## May 1990 #3

Problem Statement: For $A\subset \mathbb{R}$, let $A'$ denote the set of cluster points of $A$. Show there exists no set $A\subset \mathbb{R}$ such that $A'=\mathbb{Q}$.

Proof: Suppose that there is a set $A\subset \mathbb{R}$ such that $A'=\mathbb{Q}$. Let $r\in \mathbb{R}$ such that $r$ is irrational.

Let $\delta>0$ and consider the open neighborhood $(r-\delta,r+\delta)\subset\mathbb{R}$. Since $\mathbb{Q}$ is dense in $\mathbb{R}$ it follows that there is some rational $q\in (r-\delta,r+\delta)$. Since our assumption was that $A'=\mathbb{Q}$ it follows that since $(r-\delta,r+\delta)$ is a neighborhood of $q$ there is an infinite subset of $A$ contained in that neighborhood. So, for every $\delta>0$ it follows that $(r-\delta,r+\delta)$ contains an infinite subset of $A$ and so $r\in A'$. But this is a contradiction since $r$ is irrational.

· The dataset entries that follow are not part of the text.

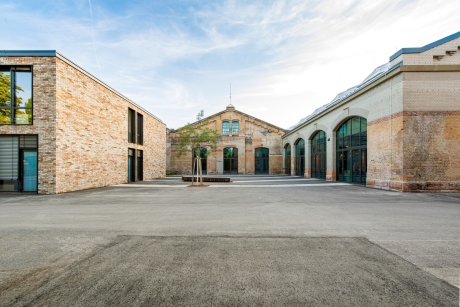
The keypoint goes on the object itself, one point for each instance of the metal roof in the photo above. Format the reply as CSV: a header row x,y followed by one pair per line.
x,y
375,75
54,53
426,47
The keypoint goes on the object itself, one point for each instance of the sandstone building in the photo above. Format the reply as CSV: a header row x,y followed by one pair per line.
x,y
399,129
246,145
62,129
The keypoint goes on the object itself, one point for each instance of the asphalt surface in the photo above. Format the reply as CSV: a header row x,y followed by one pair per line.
x,y
260,240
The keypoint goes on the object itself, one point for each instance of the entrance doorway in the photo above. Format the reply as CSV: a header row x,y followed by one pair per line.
x,y
352,151
231,161
29,170
318,155
300,157
203,153
287,159
261,160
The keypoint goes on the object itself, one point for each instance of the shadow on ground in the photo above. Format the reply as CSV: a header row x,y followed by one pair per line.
x,y
233,271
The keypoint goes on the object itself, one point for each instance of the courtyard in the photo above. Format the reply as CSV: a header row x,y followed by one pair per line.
x,y
260,240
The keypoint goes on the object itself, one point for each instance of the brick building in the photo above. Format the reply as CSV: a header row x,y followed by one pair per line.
x,y
246,145
62,129
399,129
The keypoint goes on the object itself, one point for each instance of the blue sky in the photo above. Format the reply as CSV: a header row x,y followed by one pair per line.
x,y
283,58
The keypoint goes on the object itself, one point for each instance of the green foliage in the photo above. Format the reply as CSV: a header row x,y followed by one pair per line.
x,y
197,135
5,98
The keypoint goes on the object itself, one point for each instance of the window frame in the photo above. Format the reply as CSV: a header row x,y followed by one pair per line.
x,y
238,129
140,129
12,69
131,126
228,128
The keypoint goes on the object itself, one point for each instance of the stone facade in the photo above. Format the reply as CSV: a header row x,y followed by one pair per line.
x,y
253,133
413,122
82,128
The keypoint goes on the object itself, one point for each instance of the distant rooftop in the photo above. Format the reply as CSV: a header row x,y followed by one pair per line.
x,y
376,74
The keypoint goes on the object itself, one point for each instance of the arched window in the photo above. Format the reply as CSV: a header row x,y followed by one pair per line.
x,y
231,161
261,160
235,128
203,153
287,159
351,142
225,128
300,157
318,155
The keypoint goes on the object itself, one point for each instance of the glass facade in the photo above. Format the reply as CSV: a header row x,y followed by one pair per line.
x,y
203,153
16,103
262,160
131,126
318,155
231,160
351,144
235,128
287,159
300,157
18,163
225,128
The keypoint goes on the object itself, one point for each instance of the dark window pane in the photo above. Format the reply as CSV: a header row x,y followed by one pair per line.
x,y
23,116
235,127
340,131
363,124
140,128
348,128
5,89
225,128
287,150
355,140
355,125
23,89
363,138
346,142
5,116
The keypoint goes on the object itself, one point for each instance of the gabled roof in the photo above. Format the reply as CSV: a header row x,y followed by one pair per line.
x,y
426,47
236,111
54,53
378,73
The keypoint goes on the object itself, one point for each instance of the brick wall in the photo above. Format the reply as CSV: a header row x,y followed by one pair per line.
x,y
44,120
253,133
92,134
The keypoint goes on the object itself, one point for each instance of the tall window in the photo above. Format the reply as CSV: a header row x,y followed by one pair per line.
x,y
231,160
287,159
131,165
16,95
300,157
131,126
225,128
235,127
318,155
140,165
351,139
140,129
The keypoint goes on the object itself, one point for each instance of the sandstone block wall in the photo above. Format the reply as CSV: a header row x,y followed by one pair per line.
x,y
92,134
44,117
252,134
82,128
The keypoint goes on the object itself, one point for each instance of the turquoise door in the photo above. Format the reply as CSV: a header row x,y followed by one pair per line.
x,y
30,171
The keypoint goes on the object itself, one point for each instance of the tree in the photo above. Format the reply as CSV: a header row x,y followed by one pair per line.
x,y
195,136
5,98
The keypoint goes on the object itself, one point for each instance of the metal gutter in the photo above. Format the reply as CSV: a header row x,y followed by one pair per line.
x,y
426,47
361,89
54,53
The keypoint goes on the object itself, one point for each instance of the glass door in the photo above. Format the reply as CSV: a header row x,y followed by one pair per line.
x,y
29,170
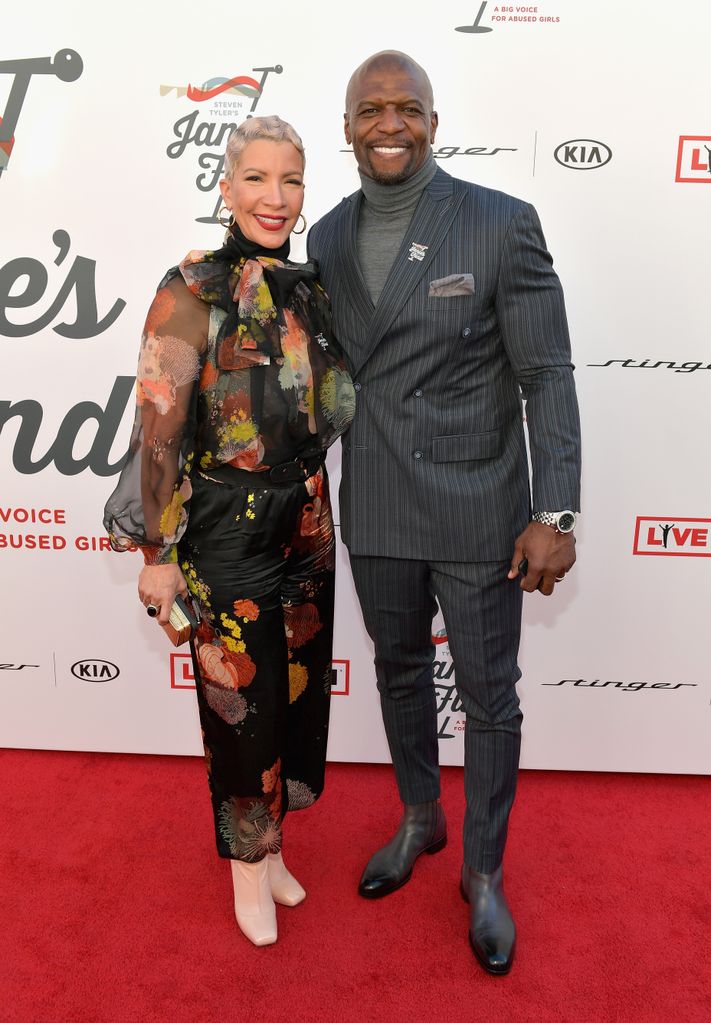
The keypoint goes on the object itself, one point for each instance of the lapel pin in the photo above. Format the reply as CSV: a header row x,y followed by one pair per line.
x,y
416,252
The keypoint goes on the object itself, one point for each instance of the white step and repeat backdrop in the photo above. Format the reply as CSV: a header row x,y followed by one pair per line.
x,y
114,120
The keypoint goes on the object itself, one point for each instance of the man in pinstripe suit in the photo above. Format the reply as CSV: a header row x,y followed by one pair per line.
x,y
447,306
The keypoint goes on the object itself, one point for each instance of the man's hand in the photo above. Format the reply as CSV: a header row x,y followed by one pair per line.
x,y
549,556
158,584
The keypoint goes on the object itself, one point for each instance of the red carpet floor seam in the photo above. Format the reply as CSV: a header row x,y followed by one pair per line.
x,y
115,907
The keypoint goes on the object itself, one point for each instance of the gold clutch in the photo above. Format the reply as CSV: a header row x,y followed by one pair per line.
x,y
183,621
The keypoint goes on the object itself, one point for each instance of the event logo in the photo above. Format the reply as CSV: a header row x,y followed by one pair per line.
x,y
223,104
92,670
476,28
583,154
678,367
598,683
668,535
60,451
694,160
450,712
508,13
67,65
341,678
183,676
24,282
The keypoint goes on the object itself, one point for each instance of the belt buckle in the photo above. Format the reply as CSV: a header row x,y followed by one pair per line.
x,y
287,472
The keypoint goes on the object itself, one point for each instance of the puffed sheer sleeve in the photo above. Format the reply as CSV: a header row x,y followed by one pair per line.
x,y
149,506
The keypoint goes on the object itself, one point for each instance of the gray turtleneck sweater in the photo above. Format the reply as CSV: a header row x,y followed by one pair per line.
x,y
385,216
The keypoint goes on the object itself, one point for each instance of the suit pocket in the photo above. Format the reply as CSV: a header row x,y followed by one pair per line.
x,y
451,286
467,447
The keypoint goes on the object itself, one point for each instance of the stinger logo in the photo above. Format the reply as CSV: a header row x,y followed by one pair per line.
x,y
694,160
65,64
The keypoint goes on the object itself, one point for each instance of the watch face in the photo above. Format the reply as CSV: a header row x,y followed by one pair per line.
x,y
566,522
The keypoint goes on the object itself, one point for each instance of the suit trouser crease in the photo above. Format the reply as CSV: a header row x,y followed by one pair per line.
x,y
482,612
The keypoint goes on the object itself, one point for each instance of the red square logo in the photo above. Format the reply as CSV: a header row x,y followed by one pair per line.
x,y
694,160
674,537
342,678
182,675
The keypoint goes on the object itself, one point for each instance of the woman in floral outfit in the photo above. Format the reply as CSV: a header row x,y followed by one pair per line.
x,y
240,389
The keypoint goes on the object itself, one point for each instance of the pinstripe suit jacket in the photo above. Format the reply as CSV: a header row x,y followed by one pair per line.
x,y
435,464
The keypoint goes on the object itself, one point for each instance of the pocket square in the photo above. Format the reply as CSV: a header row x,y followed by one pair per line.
x,y
455,283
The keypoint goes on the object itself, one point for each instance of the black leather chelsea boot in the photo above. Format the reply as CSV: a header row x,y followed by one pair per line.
x,y
492,931
423,830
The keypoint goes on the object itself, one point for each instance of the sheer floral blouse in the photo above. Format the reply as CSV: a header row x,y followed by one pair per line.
x,y
238,368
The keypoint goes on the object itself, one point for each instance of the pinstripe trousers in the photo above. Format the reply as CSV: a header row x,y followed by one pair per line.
x,y
482,614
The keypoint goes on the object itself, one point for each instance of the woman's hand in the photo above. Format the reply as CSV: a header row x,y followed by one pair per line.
x,y
159,584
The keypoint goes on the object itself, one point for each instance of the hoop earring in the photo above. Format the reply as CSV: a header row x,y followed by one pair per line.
x,y
226,224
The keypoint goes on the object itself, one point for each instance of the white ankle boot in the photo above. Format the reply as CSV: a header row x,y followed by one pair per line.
x,y
284,888
254,905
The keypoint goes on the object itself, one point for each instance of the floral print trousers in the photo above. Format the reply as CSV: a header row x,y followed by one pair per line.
x,y
260,559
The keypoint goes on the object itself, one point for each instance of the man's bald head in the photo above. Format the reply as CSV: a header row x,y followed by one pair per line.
x,y
387,60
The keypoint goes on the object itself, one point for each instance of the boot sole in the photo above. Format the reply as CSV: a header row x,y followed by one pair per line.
x,y
387,889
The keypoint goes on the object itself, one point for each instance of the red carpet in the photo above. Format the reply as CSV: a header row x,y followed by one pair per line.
x,y
115,906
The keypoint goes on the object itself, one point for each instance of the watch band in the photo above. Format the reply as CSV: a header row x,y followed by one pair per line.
x,y
564,522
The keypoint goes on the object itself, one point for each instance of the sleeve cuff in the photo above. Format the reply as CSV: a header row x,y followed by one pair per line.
x,y
161,556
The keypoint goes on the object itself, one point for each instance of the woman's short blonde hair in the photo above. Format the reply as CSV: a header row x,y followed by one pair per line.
x,y
271,129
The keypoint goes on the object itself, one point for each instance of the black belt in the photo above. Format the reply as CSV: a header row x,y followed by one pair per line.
x,y
297,469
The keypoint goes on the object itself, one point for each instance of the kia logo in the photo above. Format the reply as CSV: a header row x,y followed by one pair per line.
x,y
93,670
583,154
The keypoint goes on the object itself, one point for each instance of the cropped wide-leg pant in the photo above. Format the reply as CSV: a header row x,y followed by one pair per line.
x,y
260,559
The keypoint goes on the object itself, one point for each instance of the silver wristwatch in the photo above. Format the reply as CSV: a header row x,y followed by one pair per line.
x,y
564,522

Thus our original assumption must have been wrong.

Therefore we may conclude that there is no subset $A\subset \mathbb{R}$ such that $A'=\mathbb{Q}$.

$\Box$

Reflection: This was a really nice question, especially because on the actual qual they gave us the definition of a cluster point. The main thing to take away from this problem is that once you have the rationals in your set of cluster points, you really have to have all of $\mathbb{R}$ since the rationals are dense in $\mathbb{R}$.